De acuerdo al relevamiento de expectativas de mercado que realiza el Banco Central de Brasil, 2012 cerrará con una expansión de 1,64%, una inflación de 5,2% y una contracción industrial de 1,78%. Las expectativas de nivel de actividad son mejores para el año próximo: las estimaciones señalan un avance del PIB de 4% y un crecimiento industrial de 4,5%. Por otra parte, se estima que la tasa de inflación estará en línea con la de este año –se ubicaría en 5,51%–. En lo que respecta a tipo de cambio, tanto para 2012 como para el año próximo se estima que la cotización de la moneda brasileña se ubicará en torno de dos reales por dólar.

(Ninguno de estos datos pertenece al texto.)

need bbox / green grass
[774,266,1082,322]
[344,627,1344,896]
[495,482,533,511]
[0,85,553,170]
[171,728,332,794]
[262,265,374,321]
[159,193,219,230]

Si bien lo que suceda el año que viene estará influido por elementos sobre los que existe un nivel considerable de incertidumbre, como el alcance de recuperación de la economía de Estados Unidos, el manejo de la crisis europea y la dinámica de la economía china, hay razones para esperar un mejor desempeño de Brasil en 2013 y, en consecuencia, una influencia positiva en la economía argentina.

Pero el optimismo respecto a la economía brasileña no debería ser exagerado. Por un lado, existen señales de agotamiento del modelo de crecimiento liderado por el consumo –y apoyado por una expansión del crédito–, ya que ni los recortes de impuestos ni la baja en los costos de endeudamiento han logrado incentivar el gasto de los 40 millones de brasileños que salieron de la pobreza entre 2003 y 2011. Esto se explica porque casi una cuarta parte de los hogares brasileños, sobre todo de los sectores de menores ingresos, registran un alto grado de endeudamiento –y dedican más del 30% de su ingreso total al servicio de sus respectivas deudas–.

Por otra parte, Brasil invierte sólo el 20% de su PIB –lo que representa la tasa más baja entre las principales economías de la región y muy por debajo del 48% de la economía china–. Sin un incremento de la inversión, en particular en infraestructura, será muy difícil mejorar la productividad para alcanzar tasas de crecimiento elevadas de manera sostenida. Por último, debe señalarse que aunque se produzca una significativa recuperación de Brasil en el próximo año, ésta representará por sí sola un estímulo insuficiente para que el crecimiento de la Argentina vuelva a ubicarse en el elevado nivel de los últimos años.